Tesbit tarihinde yürürlükte bulunan 766 sayılı Tapulama Kanununun 13 ve 61.
maddelerinde ve bu kanunu yürürlükten kaldıran geçici 4.maddesi hükmünce
olayda uygulama olanağı bulunan 3402 sayılı Kadastro Kanununun 5 ve 27.

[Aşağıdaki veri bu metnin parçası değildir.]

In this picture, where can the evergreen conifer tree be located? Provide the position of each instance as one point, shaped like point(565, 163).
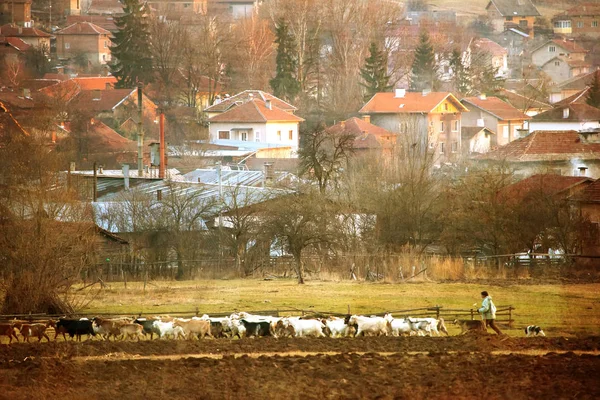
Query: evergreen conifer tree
point(285, 84)
point(460, 73)
point(424, 73)
point(374, 73)
point(593, 97)
point(131, 44)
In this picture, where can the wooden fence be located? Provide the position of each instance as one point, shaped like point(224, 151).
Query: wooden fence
point(504, 314)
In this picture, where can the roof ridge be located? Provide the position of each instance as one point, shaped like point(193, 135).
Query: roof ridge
point(260, 112)
point(533, 135)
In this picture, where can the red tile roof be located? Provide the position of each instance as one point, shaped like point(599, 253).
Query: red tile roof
point(248, 95)
point(547, 185)
point(578, 98)
point(579, 82)
point(15, 31)
point(9, 127)
point(93, 83)
point(577, 112)
point(545, 146)
point(15, 43)
point(591, 194)
point(102, 21)
point(368, 136)
point(255, 111)
point(498, 108)
point(411, 102)
point(101, 100)
point(521, 102)
point(489, 46)
point(585, 9)
point(83, 28)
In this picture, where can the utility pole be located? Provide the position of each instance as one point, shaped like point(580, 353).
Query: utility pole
point(140, 132)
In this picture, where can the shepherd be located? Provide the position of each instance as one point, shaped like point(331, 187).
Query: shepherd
point(488, 312)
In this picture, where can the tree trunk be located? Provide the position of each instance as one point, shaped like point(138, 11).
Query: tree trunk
point(299, 268)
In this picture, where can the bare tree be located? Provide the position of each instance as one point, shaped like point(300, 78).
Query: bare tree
point(302, 221)
point(324, 154)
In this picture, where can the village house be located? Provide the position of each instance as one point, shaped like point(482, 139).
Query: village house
point(498, 55)
point(16, 12)
point(370, 140)
point(498, 116)
point(569, 153)
point(582, 19)
point(560, 59)
point(574, 116)
point(527, 105)
point(177, 9)
point(476, 140)
point(436, 116)
point(84, 38)
point(234, 8)
point(520, 14)
point(571, 86)
point(32, 36)
point(254, 117)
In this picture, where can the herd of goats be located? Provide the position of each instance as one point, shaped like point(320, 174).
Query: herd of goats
point(240, 325)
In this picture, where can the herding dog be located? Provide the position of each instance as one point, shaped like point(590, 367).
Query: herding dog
point(534, 330)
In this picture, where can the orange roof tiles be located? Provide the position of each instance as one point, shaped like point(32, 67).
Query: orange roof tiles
point(255, 111)
point(411, 102)
point(545, 146)
point(368, 136)
point(543, 184)
point(248, 95)
point(499, 108)
point(83, 28)
point(577, 112)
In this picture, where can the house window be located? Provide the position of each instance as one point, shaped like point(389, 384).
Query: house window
point(223, 134)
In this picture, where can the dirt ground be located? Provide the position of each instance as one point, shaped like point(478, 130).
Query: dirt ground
point(371, 367)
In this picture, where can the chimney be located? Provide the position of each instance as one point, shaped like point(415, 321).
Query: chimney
point(399, 93)
point(126, 175)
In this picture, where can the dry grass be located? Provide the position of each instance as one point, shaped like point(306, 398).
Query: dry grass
point(559, 309)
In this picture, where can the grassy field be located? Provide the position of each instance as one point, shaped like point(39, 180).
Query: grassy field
point(559, 309)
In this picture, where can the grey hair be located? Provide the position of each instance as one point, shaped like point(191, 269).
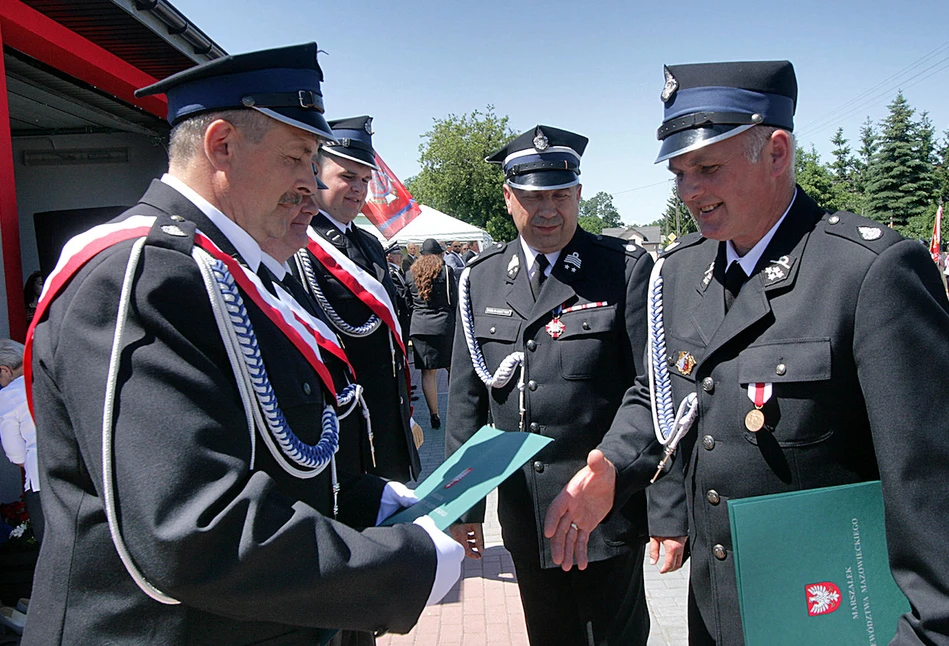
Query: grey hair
point(11, 354)
point(187, 138)
point(758, 136)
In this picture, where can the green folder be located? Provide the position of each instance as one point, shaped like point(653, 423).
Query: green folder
point(471, 473)
point(812, 567)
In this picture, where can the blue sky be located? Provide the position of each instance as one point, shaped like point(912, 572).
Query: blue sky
point(594, 68)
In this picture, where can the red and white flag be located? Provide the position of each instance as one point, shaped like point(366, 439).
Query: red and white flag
point(389, 206)
point(936, 245)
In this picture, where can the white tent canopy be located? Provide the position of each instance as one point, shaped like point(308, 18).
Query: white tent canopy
point(432, 223)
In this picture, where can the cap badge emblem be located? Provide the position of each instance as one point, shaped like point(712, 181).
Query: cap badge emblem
point(173, 230)
point(540, 140)
point(669, 89)
point(685, 363)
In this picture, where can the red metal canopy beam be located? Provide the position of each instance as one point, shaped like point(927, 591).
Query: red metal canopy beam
point(9, 217)
point(28, 31)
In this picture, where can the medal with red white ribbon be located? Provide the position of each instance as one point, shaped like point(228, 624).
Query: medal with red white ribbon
point(758, 394)
point(556, 327)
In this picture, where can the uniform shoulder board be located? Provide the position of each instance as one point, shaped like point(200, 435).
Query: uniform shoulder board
point(689, 240)
point(871, 234)
point(172, 232)
point(493, 250)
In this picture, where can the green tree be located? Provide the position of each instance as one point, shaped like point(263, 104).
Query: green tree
point(863, 163)
point(815, 178)
point(843, 175)
point(900, 187)
point(676, 220)
point(942, 170)
point(454, 176)
point(601, 206)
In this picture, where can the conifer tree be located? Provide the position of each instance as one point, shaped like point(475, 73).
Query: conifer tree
point(900, 186)
point(676, 219)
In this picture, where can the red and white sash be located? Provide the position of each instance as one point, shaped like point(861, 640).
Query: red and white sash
point(357, 280)
point(304, 331)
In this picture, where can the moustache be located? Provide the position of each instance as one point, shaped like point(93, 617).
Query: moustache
point(291, 198)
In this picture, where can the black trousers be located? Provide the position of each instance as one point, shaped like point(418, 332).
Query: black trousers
point(35, 510)
point(603, 605)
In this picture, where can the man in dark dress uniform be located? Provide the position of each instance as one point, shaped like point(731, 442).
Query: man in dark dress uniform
point(374, 346)
point(168, 521)
point(572, 305)
point(808, 338)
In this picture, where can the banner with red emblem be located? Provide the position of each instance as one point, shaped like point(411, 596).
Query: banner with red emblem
point(389, 206)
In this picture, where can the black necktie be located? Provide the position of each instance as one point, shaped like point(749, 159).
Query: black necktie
point(540, 275)
point(355, 248)
point(734, 278)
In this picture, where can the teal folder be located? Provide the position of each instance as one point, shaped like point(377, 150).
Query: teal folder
point(486, 460)
point(812, 567)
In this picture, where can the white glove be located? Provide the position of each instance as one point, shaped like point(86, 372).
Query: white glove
point(395, 496)
point(450, 555)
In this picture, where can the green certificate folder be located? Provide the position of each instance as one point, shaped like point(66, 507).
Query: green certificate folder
point(471, 473)
point(812, 567)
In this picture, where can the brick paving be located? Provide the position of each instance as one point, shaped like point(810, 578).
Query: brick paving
point(484, 606)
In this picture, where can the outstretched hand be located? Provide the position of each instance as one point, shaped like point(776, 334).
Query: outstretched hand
point(578, 509)
point(674, 548)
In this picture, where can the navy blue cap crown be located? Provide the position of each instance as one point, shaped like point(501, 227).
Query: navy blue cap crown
point(353, 140)
point(709, 102)
point(542, 159)
point(283, 83)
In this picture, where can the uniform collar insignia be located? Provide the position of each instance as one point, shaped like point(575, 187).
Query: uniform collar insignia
point(778, 270)
point(513, 266)
point(572, 262)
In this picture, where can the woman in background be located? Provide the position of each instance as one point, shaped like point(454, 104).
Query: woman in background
point(434, 291)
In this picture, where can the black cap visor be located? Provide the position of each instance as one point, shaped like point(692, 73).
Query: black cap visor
point(544, 180)
point(358, 155)
point(308, 120)
point(686, 141)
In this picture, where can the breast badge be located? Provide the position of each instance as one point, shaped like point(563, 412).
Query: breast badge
point(685, 363)
point(513, 266)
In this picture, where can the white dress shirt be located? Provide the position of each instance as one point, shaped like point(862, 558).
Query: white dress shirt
point(17, 431)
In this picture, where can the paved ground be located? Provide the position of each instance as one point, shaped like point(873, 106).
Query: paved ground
point(484, 607)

maddelerinde mahalli hukuk mahkemelerinde görülmekte olan kadastro ile ilgili
ve henüz kesinleşmemiş bulunan taşınmazlara yönelik davalar hakkında o
taşınmaz için kadastro tutanağı düzenlendiği tarihde bu mahkemelerin
görevinin sona ereceği ve dava dosyalarının kadastro mahkemesine doğrudan
doğruya aktarılacağı, kadastro hakiminin devredilen bu dava dosyaları ile
konusu taşınmaz hakkında düzenlenen kadastro tutanaklarını birleştirerek askı
ilanlarının yaptırılması ve bu davada işin içine girilebilme koşulu olan askı
ilan süresinin bitmesinden sonra davaya kaldığı yerden bu kanunda öngörülen
usul ve esas dairesinde devam olunacağı bildirilmiştir. Olayda, Salih ve
paydaşları tarafından tapulama tesbitinden önce asliye hukuk mahkemesinde
davalı Ovacı (Kumsayık) Köyü tüzel kişiliği hakkında tapulu taşınmazlarına
elatmanın önlenmesi isteği ile açılan 952/326 esas sayılı dava dosyası
görevsizlik kararı ile 13.7.1965 tarihinde tapulama mahkemesine
aktarılmıştır. Bu davanın konusu olan taşınmazın tapulama sırasında ayrı ayrı
parseller olarak ayrı ayrı kişiler adına ve değişik hukuki sebeplere dayalı
olarak tesbitlerinin yapıldığı belirlenmiştir. Yasaya aykırı bir biçimde
tesbit tutanaklarının malikhanelerinin doldurulmuş olması anılan yasa
hükümlerinin uygulanmasını diğer bir deyişle o tutanakların aktarılan dava
dosyası ile birleştirilmesini engellemez. Diğer yandan; bu davanın varlığı
aktarılan davanın tarafları dışındaki kişiler lehine yapılan tesbitlerin
kesinleşmesini dahi önler. O halde; bu durumda mahkemece tesbitten önce
asliye hukuk mahkemesinde açılan 952/326 esas numarasında kayıtlı iken
görevsizlik kararı ile Tapulama Mahkemesine aktarıldığı ve Lüleburgaz
Tapulama Mahkemesi'nin 975/15 esasında kayıtlı ve görülmekte bulunduğu
belirlenen Salih ve paydaşlarının tapu kaydına dayalı olarak Ovacık Köyü
Tüzel Kişiliği hakkında açtıkları elatmanın önlenmesi davasının kapsamı
belirlenerek konusu taşınmazlar hakkında düzenlenen tapulama tutanakları ve
davalı ise dava dosyaları 3402 sayılı Kadastro Kanununun 27/3. maddesi
hükmünce bu dava ile birleştirilmeli, tapulama sırasında lehine tesbit
yapılan kişi ile bu tesbite itiraz eden ya da komisyon kararına karşı dava
açan kişilerinde aktarılan davanın tarafları yanında bu davanın doğal tarafı
sayılacağı gözönünde tutularak yapılmamış ise askı ilanları yapıldıktan sonra
taraf oluşturulmalı, ondan sonra iddia ve savunma ve buna ait deliller
belirlenmeli, birleşik harita yaptırılmalı ve gereken araştırma, inceleme
uygulama yapılmalı, davacı tarafın dayandığı tapu kaydının hukuki değerini
koruyup korumadığı tartışılmalı ve sonucuna göre bir karar verilmelidir.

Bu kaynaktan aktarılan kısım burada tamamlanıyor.